Monday, June 7, 2010

Frederick James Shields - Mary Magdalene



signed with monogram and dated '1879' (lower left, in a shield)
pencil and watercolour on paper
38½ x 21½ in.

Shields was a Manchester painter, watercolourist and decorator whose artistic career was determined when he saw the works of the Pre-Raphaelite Brotherhood at the Manchester Art Treasures Exhibition of 1857. He later became a close friend of both Rossetti and Ford Madox Brown.

His two most substantial commissions were mural decorations for the Chapel of Eaton Hall, Cheshire, and the Chapel of the Ascension, Bayswater Road, for which this striking and rather sensual watercolour was probably executed. The chapel was commissioned by Mrs Russell Gurney, widow of the Recorder of London, and designed by Herbert Horne in 1887 and although construction began in 1890, legal disputes ensured that it was not completed until 1910. Shields chose to decorate the interior with the principal scenes of Christ's Life and visited Italy in 1889 to gather material for the sequence. It was destroyed by enemy action during the Second World War.

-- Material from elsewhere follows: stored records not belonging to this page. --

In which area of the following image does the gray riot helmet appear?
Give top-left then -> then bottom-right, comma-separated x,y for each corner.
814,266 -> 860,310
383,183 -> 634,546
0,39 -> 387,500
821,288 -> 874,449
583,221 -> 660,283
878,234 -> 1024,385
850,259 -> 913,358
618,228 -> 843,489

We know that, for all his rather crabbed and prickly personality, Shields did respond intensely to female beauty. In 1874, at the age of forty, he married a very pretty but totally uneducated girl of sixteen, and proceeded, in true Victorian fashion, to try and turn her into a young lady. Indeed he also adopted her younger sister, Jessie. According to Ernestine Mills, his biographer, the early death of this 'very lovely girl' was 'a terrible grief' to the artist.